Within moments, I was doing what I would never have dreamed possible: leading a class full of six-year-olds in "The Penguin Dance," together flapping our right "flippers," then our left "flippers," tapping our right feet, then our left, nodding our heads, and turning around and around, laughing and laughing.
If you had told me before I'd left America that I'd be doing this in Cyprus, I would have laughed in your face at the nightmarish idea of singing and dancing in front of others. Now, however, I've come to love these weekly lessons almost as much as my students, who can't get enough of English-language songs and dances like "Who Stole the Cookie from the Cookie Jar?," "Baby Shark," "Who's Afraid of the Big Bad Wolf?," and "The Reindeer Hokey Pokey." With each song, I teach them new vocabulary words, give them practice listening and singing along to English lyrics, and, most importantly, get them excited about learning English. Want to join our weekly dance "party"? I bet you could teach my students some new moves and new words, too!

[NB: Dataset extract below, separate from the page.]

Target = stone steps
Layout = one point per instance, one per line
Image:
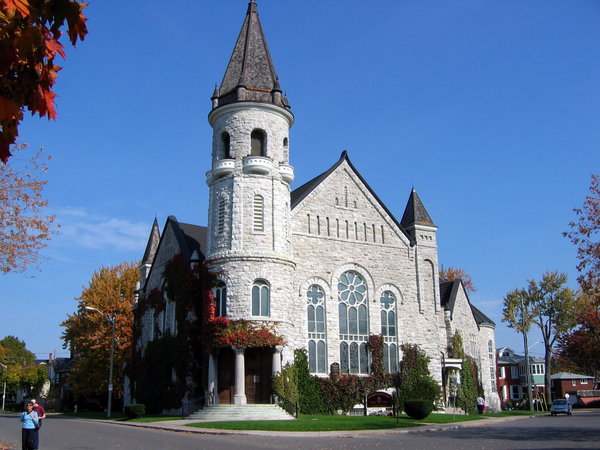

"I have a dream that my four little children will one day live in a nation where they will not be judged by the color of their skin but by the content of their character."
Have you heard these famous words before? Do you know who spoke them?
If you said Martin Luther King, Jr., American civil rights activist, then you're correct! Here in Cyprus, however, students are naturally less familiar with American history. What's famous to us is sometimes new to them! That is why I took the opportunity leading up to Martin Luther King Jr.